Disrupted brain circuitry for pain-related reward/punishment in fibromyalgia

Abstract

Objective: While patients with fibromyalgia (FM) are known to exhibit hyperalgesia, the central mechanisms contributing to this altered pain processing are not fully understood. This study was undertaken to investigate potential dysregulation of the neural circuitry underlying cognitive and hedonic aspects of the subjective experience of pain, such as anticipation of pain and anticipation of pain relief.

Methods: Thirty-one FM patients and 14 controls underwent functional magnetic resonance imaging, while receiving cuff pressure pain stimuli on the leg calibrated to elicit a pain rating of ~50 on a 100-point scale. During the scan, subjects also received visual cues informing them of the impending onset of pain (pain anticipation) and the impending offset of pain (relief anticipation).

Results: Patients exhibited less robust activation during both anticipation of pain and anticipation of relief within regions of the brain commonly thought to be involved in sensory, affective, cognitive, and pain-modulatory processes. In healthy controls, direct searches and region-of-interest analyses of the ventral tegmental area revealed a pattern of activity compatible with the encoding of punishment signals: activation during anticipation of pain and pain stimulation, but deactivation during anticipation of pain relief. In FM patients, however, activity in the ventral tegmental area during periods of pain and periods of anticipation (of both pain and relief) was dramatically reduced or abolished.

Conclusion: FM patients exhibit disrupted brain responses to reward/punishment. The ventral tegmental area is a source of reward-linked dopaminergic/γ-aminobutyric acid-releasing (GABAergic) neurotransmission in the brain, and our observations are compatible with reports of altered dopaminergic/GABAergic neurotransmission in FM. Reduced reward/punishment signaling in FM may be related to the augmented central processing of pain and reduced efficacy of opioid treatments in these patients.

Conflict of interest statement

The authors have no conflicts of interest to declare.

Copyright © 2014 by the American College of Rheumatology.

Figures

Figure 1. Experimental design (A) and psychophysical results (B)

Bars represent median and 25-75% interquartile range.
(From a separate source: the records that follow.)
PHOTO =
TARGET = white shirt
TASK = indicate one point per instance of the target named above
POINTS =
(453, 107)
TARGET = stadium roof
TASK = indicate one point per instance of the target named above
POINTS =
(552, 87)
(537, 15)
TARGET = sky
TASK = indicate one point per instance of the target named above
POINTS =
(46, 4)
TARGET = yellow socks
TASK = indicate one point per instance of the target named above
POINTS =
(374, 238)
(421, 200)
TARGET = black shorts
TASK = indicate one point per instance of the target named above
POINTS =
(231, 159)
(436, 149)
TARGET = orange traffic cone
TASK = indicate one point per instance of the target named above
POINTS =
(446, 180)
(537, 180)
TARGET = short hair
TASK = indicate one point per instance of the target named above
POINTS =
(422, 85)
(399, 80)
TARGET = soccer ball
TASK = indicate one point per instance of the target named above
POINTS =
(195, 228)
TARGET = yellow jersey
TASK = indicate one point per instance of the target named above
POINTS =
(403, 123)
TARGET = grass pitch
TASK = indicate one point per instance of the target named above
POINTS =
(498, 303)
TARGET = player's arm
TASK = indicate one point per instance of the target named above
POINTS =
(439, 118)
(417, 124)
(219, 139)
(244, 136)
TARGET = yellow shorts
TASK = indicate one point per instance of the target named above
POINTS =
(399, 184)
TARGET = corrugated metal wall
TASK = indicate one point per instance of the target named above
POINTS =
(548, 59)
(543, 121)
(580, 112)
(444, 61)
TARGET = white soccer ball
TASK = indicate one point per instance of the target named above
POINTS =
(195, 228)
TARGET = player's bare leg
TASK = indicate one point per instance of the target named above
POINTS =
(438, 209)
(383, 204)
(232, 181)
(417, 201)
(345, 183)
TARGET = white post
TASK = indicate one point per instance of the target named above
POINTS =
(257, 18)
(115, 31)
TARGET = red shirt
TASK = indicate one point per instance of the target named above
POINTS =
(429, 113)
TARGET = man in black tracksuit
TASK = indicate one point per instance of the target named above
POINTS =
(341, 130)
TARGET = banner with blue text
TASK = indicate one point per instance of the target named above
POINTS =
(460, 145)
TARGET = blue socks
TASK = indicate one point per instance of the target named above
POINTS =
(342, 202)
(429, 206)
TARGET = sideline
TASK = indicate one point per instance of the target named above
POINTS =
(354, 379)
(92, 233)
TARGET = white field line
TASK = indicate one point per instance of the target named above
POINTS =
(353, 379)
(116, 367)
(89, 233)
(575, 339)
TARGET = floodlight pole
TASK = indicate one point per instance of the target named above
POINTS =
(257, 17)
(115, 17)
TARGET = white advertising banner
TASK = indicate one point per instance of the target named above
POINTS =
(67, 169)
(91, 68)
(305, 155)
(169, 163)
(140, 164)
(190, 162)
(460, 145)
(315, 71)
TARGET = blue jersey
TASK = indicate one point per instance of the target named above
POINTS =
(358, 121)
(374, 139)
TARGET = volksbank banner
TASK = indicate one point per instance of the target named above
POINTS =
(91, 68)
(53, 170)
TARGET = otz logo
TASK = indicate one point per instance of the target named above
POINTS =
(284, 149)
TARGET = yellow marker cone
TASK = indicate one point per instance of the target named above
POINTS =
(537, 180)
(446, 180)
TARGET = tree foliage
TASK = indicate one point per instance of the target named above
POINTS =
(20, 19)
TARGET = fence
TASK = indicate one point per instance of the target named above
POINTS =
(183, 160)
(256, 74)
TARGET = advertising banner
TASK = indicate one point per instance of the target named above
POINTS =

Figure 2. Brain responses to pain anticipation (whole brain analyses)

FM patients exhibited lower brain responses in several brain regions. S1/M1 = primary somatosensory / motor cortices; SMA = supplementary motor area; MCC = middle cingulate area; sgACC = subgenual anterior cingulate cortex; VTA = ventral tegmental area; PAG = periaqueductal gray; DLPFC = dorsolateral prefrontal cortex

Figure 3. Brain responses to pain (whole brain analyses)

In whole-brain searches, the responses to cuff pain were not statistically different across groups. S2 = secondary somatosensory cortex; VLPFC = ventrolateral prefrontal cortex; MPFC = medial prefrontal cortex.

Figure 4. Brain responses to relief anticipation (whole brain analyses)

FM patients exhibited lower brain responses in several brain regions. S1/M1 = primary somatosensory / motor cortices; DLPFC = dorsolateral prefrontal cortex; SPL = superior parietal lobule; VLPFC = ventrolateral prefrontal cortex.

Figure 5. Direct searches in the ventral tegmental area

The VTA mask for the ROI analyses (left) was drawn in the midbrain, medial to the substantia nigra and ventral to the red nucleus (right; adapted from the Duvernoy's atlas (24)) (A). In FM, VTA responses to anticipation of pain, pain and anticipation of relief were statistically reduced, compared to controls. Bars represent mean ± SEM (B). VTA responses to pain anticipation and relief anticipation were negatively correlated in healthy controls, but not in FM patients (C).